Однако Пэтти Ларейн считала это пошлым. Я никогда не думал, что понимаю ее мораль, так как, по-моему, она согласилась бы повязаться и со слоном – но только ради того, чтобы выиграть спор, причем очень серьезный спор. Там, где она родилась, белая шушера вечно шастала по чужим койкам. И потому, хоть моя славная жена и готова была рассматривать многие предложения, некий элемент аристократизма был ей необходим. И этот провинстаунский обычай лезть под обтерханное одеяло к паре нечистых придурков вызывал у нее отвращение. Прочие, возможно, шли на это из-за того, что выросли в добропорядочных семьях среднего достатка и теперь пытались, как выразилась однажды Пэтти Ларейн, «отомстить своей родне за то, что на свете бывает рак!». Пэтти в такие игры не играла. Она гордилась своим телом. Она любила нудистские пикники на дальнем берегу и обожала стоять (со своим коричневым от загара пахом в медово-золотых завитках) в двух футах от лица какого-нибудь потенциального любовника на песке, жующего хот-дог: один глаз на красной сосиске с горчицей, подносимой ко рту, другой – на холмике меж ее бедер.
Она барахталась с голой задницей в море – руки обнимают двух других обнаженных женщин, скупые, прижимистые пальцы южанки теребят их соски, – этакая веселая возня девчонок-спортсменок, которые крутят друг дружке титьки и шлепают друг дружку по попке, плюхнувшись туда, где поглубже, с подвешенных к суку над обрывом качелей.

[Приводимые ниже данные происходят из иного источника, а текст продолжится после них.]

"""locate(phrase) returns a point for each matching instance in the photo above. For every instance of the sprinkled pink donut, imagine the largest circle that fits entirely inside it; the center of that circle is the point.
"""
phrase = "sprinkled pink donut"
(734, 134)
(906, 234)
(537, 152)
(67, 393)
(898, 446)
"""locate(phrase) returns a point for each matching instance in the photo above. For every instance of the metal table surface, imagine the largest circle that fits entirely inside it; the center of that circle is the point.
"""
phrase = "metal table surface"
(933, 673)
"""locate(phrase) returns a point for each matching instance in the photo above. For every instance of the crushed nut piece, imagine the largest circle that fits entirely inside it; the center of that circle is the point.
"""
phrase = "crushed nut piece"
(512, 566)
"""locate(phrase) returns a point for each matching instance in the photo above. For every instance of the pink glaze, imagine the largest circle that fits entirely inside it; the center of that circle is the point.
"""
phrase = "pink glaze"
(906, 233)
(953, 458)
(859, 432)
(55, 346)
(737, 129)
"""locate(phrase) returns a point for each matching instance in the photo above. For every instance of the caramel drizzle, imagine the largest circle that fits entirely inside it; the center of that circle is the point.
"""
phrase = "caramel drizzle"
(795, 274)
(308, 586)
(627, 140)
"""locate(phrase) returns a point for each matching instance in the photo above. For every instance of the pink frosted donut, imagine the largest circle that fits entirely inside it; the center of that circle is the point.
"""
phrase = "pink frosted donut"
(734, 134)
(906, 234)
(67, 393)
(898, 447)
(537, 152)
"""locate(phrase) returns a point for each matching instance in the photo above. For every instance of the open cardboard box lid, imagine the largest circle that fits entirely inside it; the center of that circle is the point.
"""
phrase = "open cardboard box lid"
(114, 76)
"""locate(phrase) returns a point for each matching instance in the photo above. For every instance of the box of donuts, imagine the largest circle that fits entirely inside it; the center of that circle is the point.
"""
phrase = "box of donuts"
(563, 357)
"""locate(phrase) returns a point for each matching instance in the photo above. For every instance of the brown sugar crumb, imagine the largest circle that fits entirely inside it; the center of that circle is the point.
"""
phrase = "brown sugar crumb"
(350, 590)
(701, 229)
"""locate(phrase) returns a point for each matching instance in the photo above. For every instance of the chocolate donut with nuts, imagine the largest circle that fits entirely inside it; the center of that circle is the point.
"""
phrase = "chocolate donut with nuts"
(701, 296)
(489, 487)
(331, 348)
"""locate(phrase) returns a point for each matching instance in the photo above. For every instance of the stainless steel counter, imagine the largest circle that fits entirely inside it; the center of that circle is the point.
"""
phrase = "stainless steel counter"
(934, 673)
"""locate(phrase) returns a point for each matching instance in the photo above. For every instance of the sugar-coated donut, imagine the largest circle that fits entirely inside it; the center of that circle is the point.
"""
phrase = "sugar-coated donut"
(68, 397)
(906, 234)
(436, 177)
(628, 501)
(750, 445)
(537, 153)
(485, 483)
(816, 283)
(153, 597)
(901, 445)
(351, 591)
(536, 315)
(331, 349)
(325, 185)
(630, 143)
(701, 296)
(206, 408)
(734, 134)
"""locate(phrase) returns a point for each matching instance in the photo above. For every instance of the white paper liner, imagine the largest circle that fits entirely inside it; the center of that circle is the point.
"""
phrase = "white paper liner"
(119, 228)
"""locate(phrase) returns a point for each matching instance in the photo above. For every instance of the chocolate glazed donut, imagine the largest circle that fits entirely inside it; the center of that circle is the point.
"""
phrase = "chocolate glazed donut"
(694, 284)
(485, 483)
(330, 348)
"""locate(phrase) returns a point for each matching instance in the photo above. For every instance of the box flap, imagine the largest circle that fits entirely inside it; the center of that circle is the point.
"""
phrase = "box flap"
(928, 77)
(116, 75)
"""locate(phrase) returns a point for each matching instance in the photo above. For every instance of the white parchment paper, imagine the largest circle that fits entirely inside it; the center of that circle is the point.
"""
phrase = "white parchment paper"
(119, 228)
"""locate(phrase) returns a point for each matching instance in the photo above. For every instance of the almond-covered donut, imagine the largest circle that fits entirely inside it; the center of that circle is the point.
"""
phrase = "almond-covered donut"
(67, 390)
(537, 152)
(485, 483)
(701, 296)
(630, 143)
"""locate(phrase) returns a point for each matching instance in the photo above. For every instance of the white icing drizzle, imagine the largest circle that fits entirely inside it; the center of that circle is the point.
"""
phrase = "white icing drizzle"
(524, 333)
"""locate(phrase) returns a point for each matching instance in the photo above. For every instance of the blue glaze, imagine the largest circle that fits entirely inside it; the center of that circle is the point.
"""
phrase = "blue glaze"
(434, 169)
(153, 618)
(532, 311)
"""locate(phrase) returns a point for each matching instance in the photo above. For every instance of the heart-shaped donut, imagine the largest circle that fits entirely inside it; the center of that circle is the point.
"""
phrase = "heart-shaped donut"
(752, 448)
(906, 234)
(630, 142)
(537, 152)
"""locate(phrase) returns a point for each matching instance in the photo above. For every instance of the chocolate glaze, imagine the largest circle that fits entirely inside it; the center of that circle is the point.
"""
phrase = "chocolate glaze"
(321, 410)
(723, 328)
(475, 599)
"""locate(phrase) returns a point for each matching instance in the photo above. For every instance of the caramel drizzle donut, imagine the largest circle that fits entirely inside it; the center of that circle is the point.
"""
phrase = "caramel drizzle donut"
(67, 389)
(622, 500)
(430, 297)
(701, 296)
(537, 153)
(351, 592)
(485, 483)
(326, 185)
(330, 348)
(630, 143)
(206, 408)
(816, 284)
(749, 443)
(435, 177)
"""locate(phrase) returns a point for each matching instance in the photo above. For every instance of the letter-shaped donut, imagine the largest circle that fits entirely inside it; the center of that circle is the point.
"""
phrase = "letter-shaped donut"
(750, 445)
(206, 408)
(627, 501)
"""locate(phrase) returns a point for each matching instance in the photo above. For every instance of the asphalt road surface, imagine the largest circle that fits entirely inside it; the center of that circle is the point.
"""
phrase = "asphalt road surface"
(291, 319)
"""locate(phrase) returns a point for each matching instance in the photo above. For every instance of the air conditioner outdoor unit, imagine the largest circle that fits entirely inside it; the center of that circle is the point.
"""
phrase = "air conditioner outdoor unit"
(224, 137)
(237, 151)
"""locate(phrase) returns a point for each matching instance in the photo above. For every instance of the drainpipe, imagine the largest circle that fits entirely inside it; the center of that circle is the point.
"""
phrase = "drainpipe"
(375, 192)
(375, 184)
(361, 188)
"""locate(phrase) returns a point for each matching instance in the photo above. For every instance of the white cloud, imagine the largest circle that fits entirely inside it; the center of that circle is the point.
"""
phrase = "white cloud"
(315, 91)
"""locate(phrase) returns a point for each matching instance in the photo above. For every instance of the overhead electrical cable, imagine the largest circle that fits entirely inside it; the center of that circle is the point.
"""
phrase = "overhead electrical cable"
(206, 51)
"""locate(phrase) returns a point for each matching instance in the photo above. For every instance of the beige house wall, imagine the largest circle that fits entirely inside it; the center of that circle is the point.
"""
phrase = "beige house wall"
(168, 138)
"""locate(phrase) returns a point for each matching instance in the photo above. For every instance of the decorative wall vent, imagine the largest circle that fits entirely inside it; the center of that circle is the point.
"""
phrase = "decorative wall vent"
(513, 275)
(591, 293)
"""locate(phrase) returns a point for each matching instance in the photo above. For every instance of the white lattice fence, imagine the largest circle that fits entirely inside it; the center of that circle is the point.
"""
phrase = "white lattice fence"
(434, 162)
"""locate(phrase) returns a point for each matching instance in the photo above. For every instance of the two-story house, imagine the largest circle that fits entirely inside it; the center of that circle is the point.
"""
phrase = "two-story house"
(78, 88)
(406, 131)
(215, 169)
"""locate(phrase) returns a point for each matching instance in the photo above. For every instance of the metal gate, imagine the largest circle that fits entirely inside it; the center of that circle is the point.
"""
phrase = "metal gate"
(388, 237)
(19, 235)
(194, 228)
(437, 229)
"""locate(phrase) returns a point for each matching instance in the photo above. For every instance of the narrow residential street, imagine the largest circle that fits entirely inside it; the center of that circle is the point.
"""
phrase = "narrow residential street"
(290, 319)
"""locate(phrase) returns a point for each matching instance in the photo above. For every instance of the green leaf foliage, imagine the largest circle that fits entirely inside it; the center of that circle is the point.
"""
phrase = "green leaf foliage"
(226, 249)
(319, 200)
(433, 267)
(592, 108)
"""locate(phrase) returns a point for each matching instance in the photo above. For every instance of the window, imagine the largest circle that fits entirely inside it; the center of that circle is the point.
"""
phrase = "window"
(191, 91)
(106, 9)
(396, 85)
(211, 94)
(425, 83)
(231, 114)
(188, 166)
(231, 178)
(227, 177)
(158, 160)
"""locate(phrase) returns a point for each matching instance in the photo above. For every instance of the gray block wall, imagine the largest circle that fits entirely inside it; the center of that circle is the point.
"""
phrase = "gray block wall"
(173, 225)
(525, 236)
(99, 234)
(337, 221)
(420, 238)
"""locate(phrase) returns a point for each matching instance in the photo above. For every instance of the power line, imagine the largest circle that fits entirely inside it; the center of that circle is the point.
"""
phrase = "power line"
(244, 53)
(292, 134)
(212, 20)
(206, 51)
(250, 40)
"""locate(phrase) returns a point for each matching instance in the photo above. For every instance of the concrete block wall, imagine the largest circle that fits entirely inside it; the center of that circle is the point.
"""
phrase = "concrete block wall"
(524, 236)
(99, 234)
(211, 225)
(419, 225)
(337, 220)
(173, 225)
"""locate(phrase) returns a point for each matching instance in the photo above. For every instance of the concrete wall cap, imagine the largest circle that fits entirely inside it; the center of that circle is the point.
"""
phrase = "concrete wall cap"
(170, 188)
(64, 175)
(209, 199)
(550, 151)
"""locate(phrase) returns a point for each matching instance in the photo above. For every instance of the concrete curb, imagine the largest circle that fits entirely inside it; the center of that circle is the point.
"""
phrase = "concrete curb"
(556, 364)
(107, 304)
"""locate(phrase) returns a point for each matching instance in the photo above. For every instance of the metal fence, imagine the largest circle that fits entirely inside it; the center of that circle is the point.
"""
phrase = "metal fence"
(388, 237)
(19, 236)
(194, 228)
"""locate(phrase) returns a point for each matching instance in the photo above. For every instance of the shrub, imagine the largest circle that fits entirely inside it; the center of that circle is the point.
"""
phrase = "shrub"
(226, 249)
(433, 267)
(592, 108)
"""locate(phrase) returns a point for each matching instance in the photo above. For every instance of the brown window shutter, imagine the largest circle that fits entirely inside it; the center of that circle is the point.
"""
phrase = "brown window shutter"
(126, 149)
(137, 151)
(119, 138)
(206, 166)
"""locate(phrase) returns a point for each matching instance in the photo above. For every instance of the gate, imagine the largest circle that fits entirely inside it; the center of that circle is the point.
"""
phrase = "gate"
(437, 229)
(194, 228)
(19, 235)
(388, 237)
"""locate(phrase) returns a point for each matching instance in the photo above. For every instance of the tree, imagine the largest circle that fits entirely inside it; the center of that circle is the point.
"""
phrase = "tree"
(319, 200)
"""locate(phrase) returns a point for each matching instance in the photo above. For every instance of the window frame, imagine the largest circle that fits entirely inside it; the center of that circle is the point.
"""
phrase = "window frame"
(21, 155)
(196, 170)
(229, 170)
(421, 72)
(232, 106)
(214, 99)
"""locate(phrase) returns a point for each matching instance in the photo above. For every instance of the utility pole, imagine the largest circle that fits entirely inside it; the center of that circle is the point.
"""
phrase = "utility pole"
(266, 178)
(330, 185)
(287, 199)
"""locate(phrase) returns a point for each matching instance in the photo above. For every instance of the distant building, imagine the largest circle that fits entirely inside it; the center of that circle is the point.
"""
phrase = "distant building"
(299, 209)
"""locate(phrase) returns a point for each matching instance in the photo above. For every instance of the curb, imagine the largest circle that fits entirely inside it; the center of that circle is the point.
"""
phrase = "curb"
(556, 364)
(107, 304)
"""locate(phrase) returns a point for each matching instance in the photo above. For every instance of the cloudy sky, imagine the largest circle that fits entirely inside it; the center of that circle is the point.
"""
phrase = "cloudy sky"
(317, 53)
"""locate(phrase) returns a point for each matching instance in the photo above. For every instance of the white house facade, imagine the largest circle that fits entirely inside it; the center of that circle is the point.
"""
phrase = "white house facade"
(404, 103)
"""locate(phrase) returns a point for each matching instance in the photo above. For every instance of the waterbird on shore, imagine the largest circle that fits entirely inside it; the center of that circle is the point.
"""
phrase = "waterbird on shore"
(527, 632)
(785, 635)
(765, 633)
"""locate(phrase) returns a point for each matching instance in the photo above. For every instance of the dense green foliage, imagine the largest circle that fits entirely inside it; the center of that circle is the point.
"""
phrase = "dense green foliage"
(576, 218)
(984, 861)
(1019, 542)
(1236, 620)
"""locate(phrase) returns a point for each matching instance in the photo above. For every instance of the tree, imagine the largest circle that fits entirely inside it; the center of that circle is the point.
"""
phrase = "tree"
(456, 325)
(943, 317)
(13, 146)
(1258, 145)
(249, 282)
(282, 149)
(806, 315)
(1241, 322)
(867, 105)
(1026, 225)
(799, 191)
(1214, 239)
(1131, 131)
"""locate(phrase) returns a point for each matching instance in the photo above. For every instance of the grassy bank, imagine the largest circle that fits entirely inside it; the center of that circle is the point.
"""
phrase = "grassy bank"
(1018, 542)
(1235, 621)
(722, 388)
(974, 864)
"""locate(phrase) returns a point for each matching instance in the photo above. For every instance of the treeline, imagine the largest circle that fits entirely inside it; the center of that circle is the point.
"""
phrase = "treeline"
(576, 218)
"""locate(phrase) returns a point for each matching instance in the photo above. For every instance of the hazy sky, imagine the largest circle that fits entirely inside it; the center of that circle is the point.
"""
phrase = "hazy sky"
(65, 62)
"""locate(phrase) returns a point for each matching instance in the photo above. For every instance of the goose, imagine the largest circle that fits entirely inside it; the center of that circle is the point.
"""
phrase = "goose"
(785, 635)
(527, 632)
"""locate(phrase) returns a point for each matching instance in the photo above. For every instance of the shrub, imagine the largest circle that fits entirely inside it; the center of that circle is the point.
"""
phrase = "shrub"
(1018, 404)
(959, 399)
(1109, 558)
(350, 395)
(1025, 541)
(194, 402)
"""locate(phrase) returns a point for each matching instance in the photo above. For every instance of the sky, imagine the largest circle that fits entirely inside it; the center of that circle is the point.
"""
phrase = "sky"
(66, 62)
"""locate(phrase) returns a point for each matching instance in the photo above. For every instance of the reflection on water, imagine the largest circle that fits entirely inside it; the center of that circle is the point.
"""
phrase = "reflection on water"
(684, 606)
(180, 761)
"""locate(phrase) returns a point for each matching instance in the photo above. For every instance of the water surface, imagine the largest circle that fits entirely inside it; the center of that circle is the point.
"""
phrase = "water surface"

Еще она любила расхаживать по комнатам на высоких каблуках и ни в чем больше, и это было как наждачок для ее самых чувствительных тканей, когда какая-нибудь старая парка с мужиком внутри распахивала нашу дверь, осведомляясь: «Тим дома?»
«Слушай, ты, тупица, кретин чертов, – говорила она, – а стучать тебя никогда не учили?»
Так что наши друзья подчинялись правилу: прежде чем войти, позвони. И мы – то есть она – следили за тем, чтобы это правило выполнялось неукоснительно. Всем остальным такая чопорность была не слишком по вкусу, но, как я уже замечал, зимой в нашем городе процветал снобизм навыворот.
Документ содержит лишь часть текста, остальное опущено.